Primero Ocaso, Sueño segundo (Cuento)
Tenía veinte años cuando la
conocí, ella era una especie femenina, no era simplemente una mujer. Solía
tener entre sus dedos un cigarrillo encendido que se mezclaba con su perfume
Versace, parecía una pequeña aparición fantasmagórica cuando mostraba sus dientes. Su sonrisa indicaba que te había elegido. Pasé cuatro días
con ella tratando de conocerla, sin embargo, cada día ocurría algo inesperado
que se convertía en un muro entre los dos. El primer día cuando la invite a dar
un paseo por la playa me observó durante unos veinte segundos y con su clásica
sonrisa inmensa, me dio a entender que no me acompañaría. No lo entendía, le
gustaba demasiado la noche, pero los días soleados eran absolutamente
desagradables para ella. El segundo día quise convencerla dándole pistas acerca
del yate que había alquilado para los dos, pero esta vez ya no sonrió, me miró
fijamente y solo se volteó. Yo seguía sin comprender porque no me permitía
abrir las cortinas de la habitación.
Hacer el amor con ella en la
oscuridad tenía sentido por las noches, pero no en el día. A veces, dudaba de
su existencia, a veces, no sabía si era un espejismo en la penumbra. No siempre
había sido así nuestra fugaz relación. En alguna ocasión recuerdo haberla
observado en los pasillos del hotel con esa luz especial de pocilga, que se
torna muy baja. En otra ocasión, encendí la luz de la habitación y alcancé a
ver su piel blanca, blanca como un huevo de araña; ella no tardó en cubrirse
pronto con la sábana. Para ese entonces, ya sospechaba que algo andaba mal. Al
tercer día intenté hablarle, pero nunca respondía. Callaba entonces mis
palabras con su saliva, y qué saliva, me enmudecían tanto como a ella misma.
Esa noche mientras ella dormía,
yo estaba decidido. Todas las noches cuando hacíamos el amor ella demostraba
unas dotes fascinantes en el arte de la excitación. Sus manos parecían
programadas para recorrer mi cuerpo, de tal manera que ninguna mujer lo había
hecho antes. Los hombres no tenemos muchas zonas erógenas en el torso, pero
ella lograba sacar de mi cuerpo toda la sensibilidad escondida en mi piel, en
ese puro sentido, sus manos eran imanes. EL cuarto día de nuestra pasión, fue
el último día que la amé. Antes de levantarme ya tenía sus brazos alrededor de
mi cintura, a penas la conocía tres días y sentía que la amaba inevitablemente.

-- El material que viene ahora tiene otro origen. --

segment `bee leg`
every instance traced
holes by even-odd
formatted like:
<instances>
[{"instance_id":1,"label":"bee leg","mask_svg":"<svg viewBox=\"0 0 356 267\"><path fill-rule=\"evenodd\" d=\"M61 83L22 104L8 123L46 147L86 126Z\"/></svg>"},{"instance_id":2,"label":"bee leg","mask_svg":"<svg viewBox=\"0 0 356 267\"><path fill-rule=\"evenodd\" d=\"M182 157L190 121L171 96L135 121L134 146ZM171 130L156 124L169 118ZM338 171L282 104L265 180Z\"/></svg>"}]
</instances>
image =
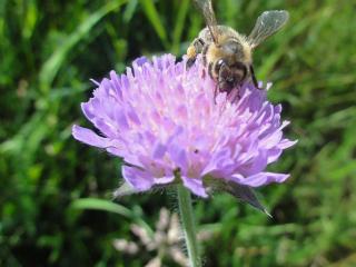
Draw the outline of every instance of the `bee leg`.
<instances>
[{"instance_id":1,"label":"bee leg","mask_svg":"<svg viewBox=\"0 0 356 267\"><path fill-rule=\"evenodd\" d=\"M188 60L187 60L187 68L190 68L196 59L197 59L197 55L201 52L204 47L204 41L201 38L196 38L194 39L194 41L190 43L190 46L187 49L187 56L188 56Z\"/></svg>"},{"instance_id":2,"label":"bee leg","mask_svg":"<svg viewBox=\"0 0 356 267\"><path fill-rule=\"evenodd\" d=\"M257 79L256 79L256 76L255 76L255 70L254 70L254 67L250 66L249 67L249 71L251 73L251 78L253 78L253 82L254 82L254 86L257 88L257 89L261 89L258 87L258 82L257 82Z\"/></svg>"}]
</instances>

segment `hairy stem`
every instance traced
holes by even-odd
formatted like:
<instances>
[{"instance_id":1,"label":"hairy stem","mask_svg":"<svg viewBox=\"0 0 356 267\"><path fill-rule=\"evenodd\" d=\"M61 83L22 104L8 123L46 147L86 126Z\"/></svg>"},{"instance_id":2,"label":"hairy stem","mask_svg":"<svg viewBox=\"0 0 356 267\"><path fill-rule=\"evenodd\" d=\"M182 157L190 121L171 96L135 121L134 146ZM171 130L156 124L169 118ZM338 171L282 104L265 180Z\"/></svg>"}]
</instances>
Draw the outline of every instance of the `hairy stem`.
<instances>
[{"instance_id":1,"label":"hairy stem","mask_svg":"<svg viewBox=\"0 0 356 267\"><path fill-rule=\"evenodd\" d=\"M177 186L180 220L188 250L190 267L200 267L201 261L198 250L196 225L192 214L191 197L188 189L184 186Z\"/></svg>"}]
</instances>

Me volteé y toque su rostro, sabía que ella era hermosa, el vago recuerdo de
esa noche en los pasillos me hacían recordar a una mujer bella. Sí, estaba
seguro, pero a la vez dudaba; yo había estado lo suficientemente ebrio como
para haberme equivocado.
De repente, en un ataque de ira
por mi necesidad de saberlo todo, arranqué las cortinas de la ventana. El sol
entro como una espada y allí estaba ella, un ángel que me miraba con tristeza.
Rápidamente su piel blanca, sus extremidades simétricas, su cabello negro y sus
ojos azules se tornaban grises y en pocos segundos esa última sustancia, la
última en desintegrarse –el amor- se convertía en una masa negra aferrada a las
sábanas. Mientras tanto, esa cobardía que me caracteriza solo me mantuvo
inmóvil, esperando a que todo se tratase de un sueño.